What’s New For Tasks in 4.4
Activities are a new way of structuring the work executed within tasks. Please see here for in-depth description.
Cluster Auto-Scaling Capability
Distributed - a.k.a. multi-node - activities can be scaled up or down by starting or stopping worker tasks. This scaling is appropriate when the distribution definition changes, e.g. number of worker tasks is increased or decreased. It should be done also when the cluster configuration changes, e.g. nodes are added or deleted.
This up/down-scaling was present in midPoint since 3.8 (as an experimental feature) in the form of workers reconciliation process. In 4.4 the following changes were done:
New auto-scaling activity was created. It periodically scans for tasks that are autoscaling-enabled and invokes workers reconciliation process on them, if the cluster state has changed in the meanwhile. (Note that we currently do not support auto-scaling triggered by changes in activity distribution definition. The user is responsible for reconciling the workers manually in that cases.)
The workers reconciliation process itself was improved and fixed:
It no longer closes superfluous workers - it suspends them instead, allowing resuming them when needed.
When suspending the workers, any unprocessed buckets are returned to the coordinator to process them immediately by other workers. The same is true when the task stops for any other reason. This eliminates lengthy "scavenging" process at the end of the processing.
When in scavenging phase, non-scavenger workers are not created. Only the scavengers are.
The whole reconciliation is now driven by
node.operationalState(i.e. from repo) instead of
node.executionState(determined dynamically). So in case of unstable clusters or transition situations the results should be more predictable.
The threshold mechanism before 4.4 was limited to a single node. Moreover, the related policy rules counters were transient, so they did not survive midPoint node restarts. There were other limitations as well.
Starting with 4.4, counters for policy rules are stored persistently in the respective task objects, providing support for cluster-wide watching of policy rules thresholds, across task and node restarts.
Progress and Statistics Reporting Improvements
Progress reporting was rewritten from scratch, so it is much more reliable now. It correctly deals with tasks being structured into activities, their suspension and resuming, buckets processing, error handling, and so on.

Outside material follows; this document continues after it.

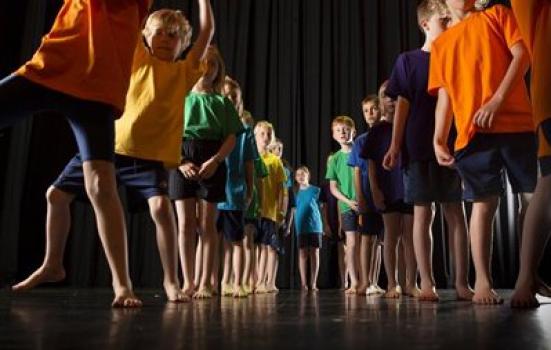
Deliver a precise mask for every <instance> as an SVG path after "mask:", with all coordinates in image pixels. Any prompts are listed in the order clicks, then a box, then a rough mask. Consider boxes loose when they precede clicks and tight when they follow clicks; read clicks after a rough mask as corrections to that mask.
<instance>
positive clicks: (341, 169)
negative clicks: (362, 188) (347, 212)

Activity tree overview structure was introduced in the root tasks, providing key information about the execution (e.g. progress, error counts, number of running tasks on individual cluster nodes, and so on), without the need to fetch the whole task tree.

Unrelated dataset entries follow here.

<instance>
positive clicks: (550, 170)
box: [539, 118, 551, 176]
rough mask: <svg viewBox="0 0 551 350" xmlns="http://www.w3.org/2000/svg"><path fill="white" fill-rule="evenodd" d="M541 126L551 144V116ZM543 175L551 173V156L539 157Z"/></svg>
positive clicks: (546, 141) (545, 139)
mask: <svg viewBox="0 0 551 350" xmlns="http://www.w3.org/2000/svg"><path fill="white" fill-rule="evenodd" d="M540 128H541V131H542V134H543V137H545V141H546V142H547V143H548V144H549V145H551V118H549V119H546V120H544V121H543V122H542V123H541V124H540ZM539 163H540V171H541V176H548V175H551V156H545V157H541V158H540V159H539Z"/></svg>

In addition to that, flexible activity reports were introduced:
ConnId operations executed,
internal operations executed.
Also, bucket size analysis mode is now available. It allows determining size of buckets before real processing starts: either all buckets, or a (random or regular) sample of specified size.
The following information is now collected per individual activities (not per tasks):
work bucket management statistics.